Dominant Role of Sulphur divacancy in Charge Trapping Dynamics in MoS$_2$

TL;DR

This study reveals that Sulphur divacancies in monolayer MoS$_2$ have a dominant role in charge trapping due to their high capture coefficients, significantly impacting nonradiative recombination and quantum yield.

Contribution

First-principles calculations demonstrate the dominant charge trapping role of Sulphur divacancies over other defects in MoS$_2$.

Findings

Sulphur divacancies have capture coefficients about 10^{-9} cm^3/s.

Single Sulphur vacancies have much smaller capture coefficients (~10^{-16} cm^3/s).

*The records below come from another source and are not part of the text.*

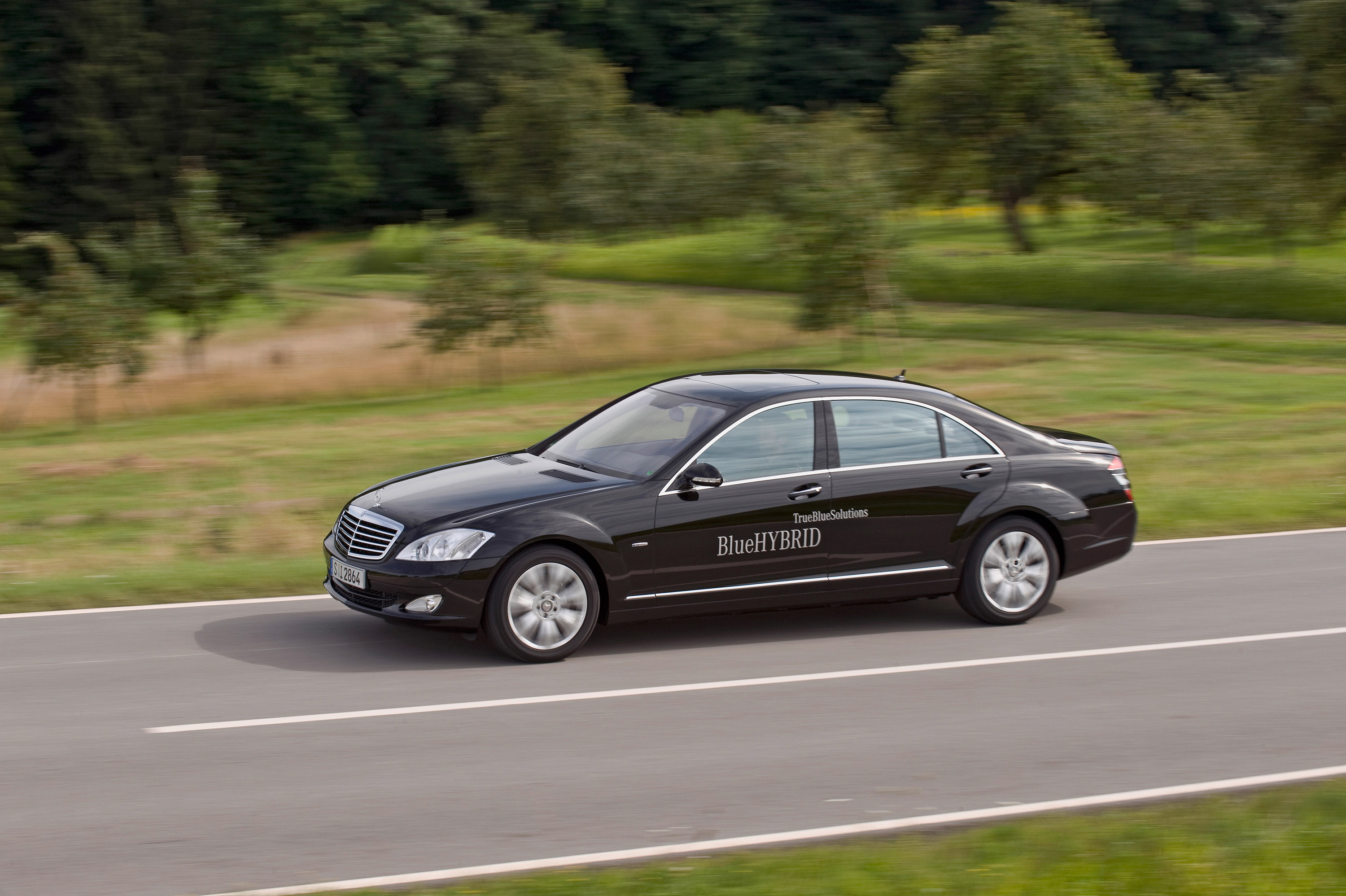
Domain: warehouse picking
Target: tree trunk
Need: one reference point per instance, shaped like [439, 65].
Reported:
[17, 404]
[87, 398]
[1014, 223]
[489, 368]
[194, 350]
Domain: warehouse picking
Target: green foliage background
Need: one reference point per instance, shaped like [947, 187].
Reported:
[326, 114]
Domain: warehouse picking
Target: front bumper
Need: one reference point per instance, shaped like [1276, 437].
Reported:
[392, 584]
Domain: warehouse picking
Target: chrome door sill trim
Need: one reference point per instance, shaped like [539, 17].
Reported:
[796, 581]
[893, 572]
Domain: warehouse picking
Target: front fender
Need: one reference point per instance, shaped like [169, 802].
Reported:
[535, 525]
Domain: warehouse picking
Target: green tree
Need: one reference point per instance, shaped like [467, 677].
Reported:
[197, 267]
[1011, 111]
[485, 294]
[835, 192]
[79, 322]
[1305, 109]
[1182, 162]
[520, 159]
[684, 54]
[645, 167]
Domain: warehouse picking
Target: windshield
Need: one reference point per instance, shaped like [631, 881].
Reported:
[637, 435]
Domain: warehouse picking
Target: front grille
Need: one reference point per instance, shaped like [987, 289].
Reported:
[368, 598]
[364, 534]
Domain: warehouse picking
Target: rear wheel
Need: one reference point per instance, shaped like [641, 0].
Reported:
[1010, 572]
[543, 606]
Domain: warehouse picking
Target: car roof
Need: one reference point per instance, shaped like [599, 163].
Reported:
[750, 387]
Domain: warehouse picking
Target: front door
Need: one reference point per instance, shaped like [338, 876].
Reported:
[904, 476]
[754, 540]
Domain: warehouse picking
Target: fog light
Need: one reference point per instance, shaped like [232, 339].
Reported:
[427, 604]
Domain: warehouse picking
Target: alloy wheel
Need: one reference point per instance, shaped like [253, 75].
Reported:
[547, 606]
[1015, 571]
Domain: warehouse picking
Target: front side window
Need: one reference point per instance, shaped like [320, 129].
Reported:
[772, 443]
[637, 435]
[885, 433]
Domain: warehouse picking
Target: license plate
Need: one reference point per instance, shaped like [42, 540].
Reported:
[348, 575]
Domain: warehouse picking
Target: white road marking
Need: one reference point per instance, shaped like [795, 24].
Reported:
[1255, 534]
[795, 836]
[196, 603]
[268, 600]
[742, 682]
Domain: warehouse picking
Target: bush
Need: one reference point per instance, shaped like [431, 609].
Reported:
[393, 249]
[1270, 293]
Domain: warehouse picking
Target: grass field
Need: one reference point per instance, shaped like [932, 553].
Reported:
[1227, 427]
[321, 346]
[1285, 843]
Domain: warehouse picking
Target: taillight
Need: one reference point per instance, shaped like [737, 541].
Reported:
[1119, 472]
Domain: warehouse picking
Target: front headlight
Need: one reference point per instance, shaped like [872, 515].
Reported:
[451, 544]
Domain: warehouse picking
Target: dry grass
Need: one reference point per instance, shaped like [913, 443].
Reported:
[350, 348]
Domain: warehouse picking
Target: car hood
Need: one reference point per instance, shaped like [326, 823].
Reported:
[476, 485]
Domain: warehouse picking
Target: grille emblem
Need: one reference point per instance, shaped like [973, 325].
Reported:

Sulphur divacancies significantly enhance nonradiative recombination.

Abstract

Intrinsic defects govern carrier trapping and recombination in two-dimensional semiconductors, yet the microscopic origin of defect-dependent capture dynamics remains unclear. Here, we compute carrier capture coefficients of vacancy defects, treating monolayer MoS$_2$ as a prototype, from first principles. We find that the single Sulphur vacancy forms a shallow defect with a small capture coefficient of $\sim 10^{-16}\ \mathrm{cm}^3/\mathrm{s}$, whereas the Sulphur divacancy exhibits a capture coefficient larger by seven orders of magnitude, $\sim 10^{-9}\ \mathrm{cm}^3/\mathrm{s}$, despite being only moderately deeper in energy. This enhancement originates from strong lattice relaxation enabling efficient multiphonon capture. Consequently, single vacancies contribute weakly to trapping, while Sulphur divacancies dominate nonradiative recombination and reduce quantum yield. In contrast, molybdenum vacancies and Sulphur antisites, although deep, show much smaller capture coefficients, indicating a limited role in carrier trapping in n-type devices.